Core elements of authentic leadership
As different perspectives on authentic leadership are emerging, there are some commonalities between them in terms of their core elements. These have direct implications for leadership development.
Authentic leaders are true to themselves and aware of their own values, beliefs, strengths, identity, sense of purpose, emotions, motivations, goals and their impact on others. Self-awareness is a constantly evolving process in which leaders continually become aware of their experiences and the context in which they operate.
Self-regulation is a process by which leaders align their experiences with their actions and intentions. Self-awareness enables leaders to lead from their own personal convictions. Many organisations have cultivated a culture in which leaders are trying to attain perfection, and a lot of leadership development attempts to help leaders achieve it. However, this contradicts the notion of authenticity, which cannot be achieved by adopting someone else’s image, style, methods or behaviors.
Leaders can learn from the experiences of others, but to be authentic, they must lead in their own way. In the current, results-driven and highly political organisational climate, being true to yourself is not always easy. It requires strength of character and personal courage.
Leaders can learn to be authentic. They need to use their personal courage to be open about confronting their life stories, roots and experiences—the positive as well as the negative ones. This is a crucial step in authentic leadership development and may mean that the leader has to reveal not only his/her strengths but also some of their vulnerabilities and weaknesses.
The ethical and moral dimension
Having invested a lot personally, authentic leaders care about what they do and work toward long-term and sustainable results. Authentic leaders also understand the impact they have on others, take responsibility for it and care for people. This is one of the most important and appealing components of authentic leadership and has important implications for development.
Organisations need to factor in a sense of ethics, responsibility and care when developing leaders. Bear this in mind when selling, purchasing and designing leadership development interventions and adopt a long-term focus and sustainable solutions.
Relational aspects: Followers, teams and organisational context
There are no leaders without followers. Leaders are authentic and truly powerful when followers choose to follow them.
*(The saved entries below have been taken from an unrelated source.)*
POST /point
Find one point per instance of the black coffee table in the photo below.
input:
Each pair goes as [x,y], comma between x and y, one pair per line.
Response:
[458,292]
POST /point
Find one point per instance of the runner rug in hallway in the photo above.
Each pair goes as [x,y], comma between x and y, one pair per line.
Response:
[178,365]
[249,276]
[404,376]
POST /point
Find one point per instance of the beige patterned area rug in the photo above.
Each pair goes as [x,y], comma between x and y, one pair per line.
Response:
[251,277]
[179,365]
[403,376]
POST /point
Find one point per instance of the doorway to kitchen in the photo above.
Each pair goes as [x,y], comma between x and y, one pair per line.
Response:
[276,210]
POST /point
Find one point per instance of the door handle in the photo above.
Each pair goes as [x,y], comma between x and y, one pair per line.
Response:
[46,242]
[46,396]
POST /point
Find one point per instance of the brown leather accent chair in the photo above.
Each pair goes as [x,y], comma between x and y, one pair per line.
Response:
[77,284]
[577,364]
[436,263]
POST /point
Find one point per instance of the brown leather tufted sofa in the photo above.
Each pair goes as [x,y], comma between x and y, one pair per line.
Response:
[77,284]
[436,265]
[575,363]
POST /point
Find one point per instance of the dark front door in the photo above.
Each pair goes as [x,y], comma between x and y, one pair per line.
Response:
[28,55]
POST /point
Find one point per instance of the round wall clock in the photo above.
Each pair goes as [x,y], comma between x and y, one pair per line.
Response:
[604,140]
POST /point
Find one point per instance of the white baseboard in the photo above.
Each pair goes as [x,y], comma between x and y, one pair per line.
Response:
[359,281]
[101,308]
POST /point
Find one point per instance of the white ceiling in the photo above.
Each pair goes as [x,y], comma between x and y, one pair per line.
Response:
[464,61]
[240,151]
Leaders lead not only individuals but also teams and they do so within an organisational context. Building personal relationships with followers is not enough. In order to be effective, leaders must understand the dynamics of groups that their followers belong to and other contextual variables. This is a process to transform groups into high performing teams.
An organisational context provides background to all the leadership interactions and can moderate opportunities for authentic leadership development.
As the authentic leadership framework emerges, it becomes obvious that authentic leadership development is a long and complex process that will not be given justice in a standard training program. It involves not only gaining self awareness, but also developing a sense of meaning, responsibility and ethics as well as building honest and authentic relationships.
Developing authentic leadership does not happen overnight. It is a continuous process demanding a high level of commitment and effort from the leader as well as the support of the organisation. However, the leaders who commit to this kind of development will be worth following.